Our Summer Gameplan will focus on these areas:
Expanding our healthcare position
Defense and Aerospace
India, as an indirect play on technology
Retail (companies with strong fundamentals)
With the Indian Prime Minister in Washington this week for a state visit, it is another reminder that India aspires to be a hub for global manufacturing as an alternative to China. Global manufacturing powerhouses like Apple and Samsung have started accelerating their manufacturing investments inside India. Additionally, the IMF (International Monetary Fund) projects India’s Real GDP at +5.9% ahead of China at +5.2%. By comparison, the IMF projects the U.S. Real GDP is +1.6%, and why we’re looking at international growth opportunities. This movement is still in its early stages, but our data and analysis signal a good entry point. We continue to monitor this dynamic market and look to participate through select ETFs.
Pockets, Not Fields of Opportunity
Overall, we’re looking at sectors that have not performed well year-to-date and show opportunities for growth. However, we are not backing down from our bearish outlook at the macro level. We’re not out of the woods yet, and we believe that a recession is still possible. The reality of the macroeconomic pressures remains persistent, and it is very possible that these issues will eventually catch up to the market. A recession, of what degree of intensity is unknown, is still on the table. The data shows that the economy is slowing, and we do not believe the market has priced in a recession. To hedge our bets against these headwinds, we’ll maintain a strong cash position through money market funds. One positive side of higher interest rates is that our clients are getting paid to be patient with cash derivatives on the sideline.
The KEY in our approach and positioning will be to stay vigilant and active in our analysis and market moves. It is our opinion that the “buy and hold” strategy does not work, especially right now. As the market continues to cycle, we’ll allocate capital into sectors that offer opportunities for risk-adjusted growth while maintaining a strong cash position.

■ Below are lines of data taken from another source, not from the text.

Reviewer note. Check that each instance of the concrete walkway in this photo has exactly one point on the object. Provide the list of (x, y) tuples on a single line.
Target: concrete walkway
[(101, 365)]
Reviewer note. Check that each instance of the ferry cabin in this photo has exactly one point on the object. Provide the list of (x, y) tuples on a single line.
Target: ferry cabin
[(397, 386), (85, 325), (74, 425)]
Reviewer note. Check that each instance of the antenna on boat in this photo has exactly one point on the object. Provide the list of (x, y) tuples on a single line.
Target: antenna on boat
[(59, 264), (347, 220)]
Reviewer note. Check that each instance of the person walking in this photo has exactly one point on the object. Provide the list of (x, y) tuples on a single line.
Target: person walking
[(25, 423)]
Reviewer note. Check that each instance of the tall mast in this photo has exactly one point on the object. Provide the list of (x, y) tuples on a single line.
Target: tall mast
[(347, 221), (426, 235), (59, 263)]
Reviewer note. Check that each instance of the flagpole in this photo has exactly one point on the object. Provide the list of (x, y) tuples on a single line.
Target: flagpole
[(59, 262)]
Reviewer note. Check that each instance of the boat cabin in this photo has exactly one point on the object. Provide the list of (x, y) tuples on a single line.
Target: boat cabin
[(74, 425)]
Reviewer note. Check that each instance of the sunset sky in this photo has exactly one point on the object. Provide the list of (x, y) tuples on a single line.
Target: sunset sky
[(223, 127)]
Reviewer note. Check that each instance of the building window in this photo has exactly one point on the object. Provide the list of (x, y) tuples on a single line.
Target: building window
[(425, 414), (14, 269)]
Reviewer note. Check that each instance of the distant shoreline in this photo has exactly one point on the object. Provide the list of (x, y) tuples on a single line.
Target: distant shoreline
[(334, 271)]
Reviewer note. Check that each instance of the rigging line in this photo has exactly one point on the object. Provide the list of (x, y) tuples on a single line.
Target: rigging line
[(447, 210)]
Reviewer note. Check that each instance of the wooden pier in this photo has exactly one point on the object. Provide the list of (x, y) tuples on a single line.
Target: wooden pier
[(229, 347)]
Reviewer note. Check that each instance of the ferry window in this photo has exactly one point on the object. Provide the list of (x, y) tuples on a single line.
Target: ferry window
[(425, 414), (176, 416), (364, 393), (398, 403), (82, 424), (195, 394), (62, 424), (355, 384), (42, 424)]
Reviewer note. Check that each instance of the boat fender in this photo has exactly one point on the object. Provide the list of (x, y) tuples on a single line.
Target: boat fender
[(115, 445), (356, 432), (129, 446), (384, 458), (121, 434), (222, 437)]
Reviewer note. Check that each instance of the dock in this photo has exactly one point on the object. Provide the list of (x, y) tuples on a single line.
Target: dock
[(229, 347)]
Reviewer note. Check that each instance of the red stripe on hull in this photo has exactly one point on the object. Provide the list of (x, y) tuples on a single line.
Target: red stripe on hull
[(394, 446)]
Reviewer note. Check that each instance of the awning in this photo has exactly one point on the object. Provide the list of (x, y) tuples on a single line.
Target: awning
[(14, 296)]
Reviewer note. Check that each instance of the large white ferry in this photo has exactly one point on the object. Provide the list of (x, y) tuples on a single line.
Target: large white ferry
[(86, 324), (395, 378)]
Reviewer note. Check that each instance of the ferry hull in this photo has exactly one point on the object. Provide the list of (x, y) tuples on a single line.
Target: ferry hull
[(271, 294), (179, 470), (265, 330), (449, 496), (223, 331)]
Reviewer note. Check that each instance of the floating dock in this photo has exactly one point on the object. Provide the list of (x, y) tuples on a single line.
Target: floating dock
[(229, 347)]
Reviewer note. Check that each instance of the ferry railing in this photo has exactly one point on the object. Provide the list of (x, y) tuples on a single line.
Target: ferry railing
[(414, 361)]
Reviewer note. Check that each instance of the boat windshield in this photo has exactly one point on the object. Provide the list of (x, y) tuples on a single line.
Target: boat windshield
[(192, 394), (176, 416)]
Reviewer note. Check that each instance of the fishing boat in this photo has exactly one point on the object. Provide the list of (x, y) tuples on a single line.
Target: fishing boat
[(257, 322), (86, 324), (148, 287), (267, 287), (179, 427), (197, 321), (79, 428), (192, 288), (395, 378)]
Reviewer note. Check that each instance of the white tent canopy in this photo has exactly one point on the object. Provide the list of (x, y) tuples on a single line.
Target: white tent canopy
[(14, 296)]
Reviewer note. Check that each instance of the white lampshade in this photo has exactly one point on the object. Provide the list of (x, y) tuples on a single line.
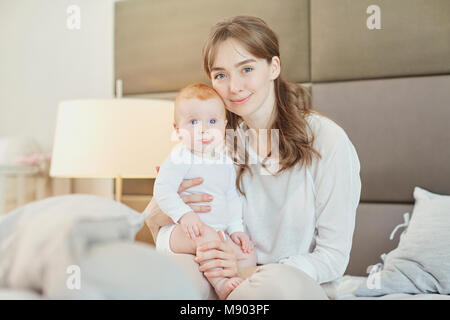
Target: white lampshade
[(124, 138)]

As we navigate the summer months, our KEY Advisors’ game plan reflects careful consideration and sector diversification. We’ve been able to be patient because we reduced risk at the right time. The luxury of having a higher cash position and the time to analyze market performance in these uncertain times have allowed us to outline a prudent game plan for the summer. We believe there are pockets of opportunity where we can put some of our cash to work while mitigating unnecessary risk. And, if the markets begin to reflect the fundamental macroeconomic reality, and we enter a recession, we’ll still be able to better capitalize on the markets when they turn lower.
We hope that our directional strategy is helpful to you and your family. It is always our recommendation that you speak to your financial professional before taking any action. After all, as fiduciaries, it is our obligation to do what is right on behalf of our clients, and that is to protect and grow their hard-earned wealth. Effective investment strategies require adaptability and customization, and Key Advisors Wealth Management strives to align its clients' portfolios with the ever-evolving market conditions.